Syair Berdarah

~
Serpihan angin keasingan menerpa ksatria jihad dinegri Indonesia sejak gemuruh hati bergejolak memanaskan sumbu keimanan yang terpancar dari sudut kesedihan tak berujung, menyapu bersih kotoran kehinaan yang terselubung dibalik bingkai kepengecutan dari insane yang tak mempunyai sakit hati melihat camar yang biasa terbang bebas kini tertawan disangkar kezdaliman yang meluluh lantakan sendi kepiluan. Senjata dan belati terganti dengan pena dan kertas kemudian jari-jemari berceloteh menceritakan manisnya garam dan pahitnya madu.

Seonggok tubuh lemas dipapah oleh darah dan air mata menyisakan gumpalan kekecewaan dari desingan suara nyaring yang datang dari kesejukan alam kelalaian.
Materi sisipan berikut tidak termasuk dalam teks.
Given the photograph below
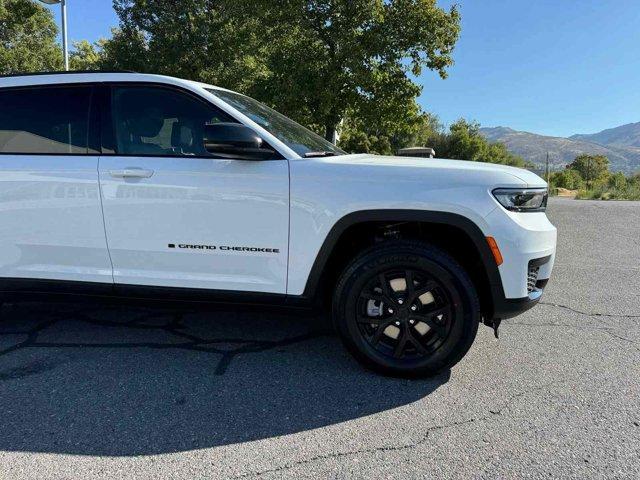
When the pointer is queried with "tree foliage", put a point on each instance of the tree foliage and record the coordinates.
(330, 58)
(318, 61)
(592, 168)
(216, 41)
(27, 38)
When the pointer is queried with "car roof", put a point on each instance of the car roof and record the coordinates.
(55, 78)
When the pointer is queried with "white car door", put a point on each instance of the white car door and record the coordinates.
(175, 216)
(50, 210)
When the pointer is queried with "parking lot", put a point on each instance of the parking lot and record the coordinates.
(91, 391)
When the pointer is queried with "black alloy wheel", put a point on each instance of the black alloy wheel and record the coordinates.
(406, 308)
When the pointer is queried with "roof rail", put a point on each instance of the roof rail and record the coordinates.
(29, 74)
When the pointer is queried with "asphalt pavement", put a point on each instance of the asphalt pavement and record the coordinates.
(98, 391)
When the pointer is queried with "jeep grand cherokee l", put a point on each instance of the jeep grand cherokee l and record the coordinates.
(132, 185)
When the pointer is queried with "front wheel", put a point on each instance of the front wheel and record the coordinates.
(407, 309)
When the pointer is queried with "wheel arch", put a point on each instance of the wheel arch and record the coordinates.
(437, 224)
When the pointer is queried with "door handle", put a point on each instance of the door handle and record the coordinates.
(131, 173)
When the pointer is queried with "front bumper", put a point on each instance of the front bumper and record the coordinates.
(528, 244)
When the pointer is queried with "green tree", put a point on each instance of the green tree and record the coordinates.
(617, 181)
(27, 38)
(569, 179)
(592, 168)
(414, 129)
(327, 59)
(86, 56)
(465, 142)
(318, 61)
(208, 40)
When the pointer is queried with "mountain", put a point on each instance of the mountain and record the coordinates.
(624, 157)
(624, 135)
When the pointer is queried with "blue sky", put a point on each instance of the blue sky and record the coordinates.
(555, 67)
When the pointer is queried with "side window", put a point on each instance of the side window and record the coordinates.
(161, 122)
(44, 120)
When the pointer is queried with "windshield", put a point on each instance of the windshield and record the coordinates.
(293, 135)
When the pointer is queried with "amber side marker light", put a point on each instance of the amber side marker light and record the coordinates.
(495, 250)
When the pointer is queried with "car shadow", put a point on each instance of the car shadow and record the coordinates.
(108, 380)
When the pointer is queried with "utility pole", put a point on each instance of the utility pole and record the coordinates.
(65, 46)
(547, 168)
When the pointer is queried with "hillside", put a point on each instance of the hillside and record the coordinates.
(533, 147)
(624, 135)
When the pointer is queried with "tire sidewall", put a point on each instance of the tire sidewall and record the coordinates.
(438, 265)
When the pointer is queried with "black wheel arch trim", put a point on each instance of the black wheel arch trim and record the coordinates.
(468, 226)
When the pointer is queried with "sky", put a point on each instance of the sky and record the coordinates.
(554, 67)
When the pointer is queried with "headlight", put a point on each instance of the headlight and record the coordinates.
(522, 199)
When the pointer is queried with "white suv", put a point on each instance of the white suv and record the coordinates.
(139, 186)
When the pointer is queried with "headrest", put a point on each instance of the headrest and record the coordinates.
(147, 124)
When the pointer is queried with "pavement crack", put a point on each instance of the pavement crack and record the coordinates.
(227, 348)
(589, 314)
(406, 446)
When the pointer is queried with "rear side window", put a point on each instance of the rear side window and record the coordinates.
(45, 120)
(161, 122)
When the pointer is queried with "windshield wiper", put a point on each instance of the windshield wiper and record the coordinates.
(321, 153)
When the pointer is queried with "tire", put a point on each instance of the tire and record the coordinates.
(402, 331)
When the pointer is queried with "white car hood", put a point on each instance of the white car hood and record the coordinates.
(530, 179)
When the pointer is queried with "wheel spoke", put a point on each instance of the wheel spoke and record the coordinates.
(416, 343)
(386, 289)
(401, 343)
(427, 287)
(429, 319)
(380, 331)
(408, 294)
(371, 320)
Ujung jari, ujung rambut dan ujung kuku kini merasakan sakitnya sebuah penindasan. Kemudian suara lirih tanpa henti terus memuji sang pemilik Arsy yang agung. Ribuan tabib menawarkan obat mujarab yang diperoleh dari kotoran air sampah yang seolah-olah menyembuhkan, mata tidaklah buta hati tidaklah tertutup rasa tidaklak hilang untuk melihat keasliannya.

Aku akan bercengkrama dengan keasingan ditemani mataku yang selalu basah darahku yang terus mengucur. Wahai engaku yang melihat pajar bersinar dipagi hari, wahai engkau yang melihat rembulan bercahaya dimalam hari. Setiap pentas dijagad raya ini akan berahir setiap cerita pasti tamat. Sang pemilik alam akan menggulung jagad ini dalam genggaman tangan kanan-Nya yang perkasa.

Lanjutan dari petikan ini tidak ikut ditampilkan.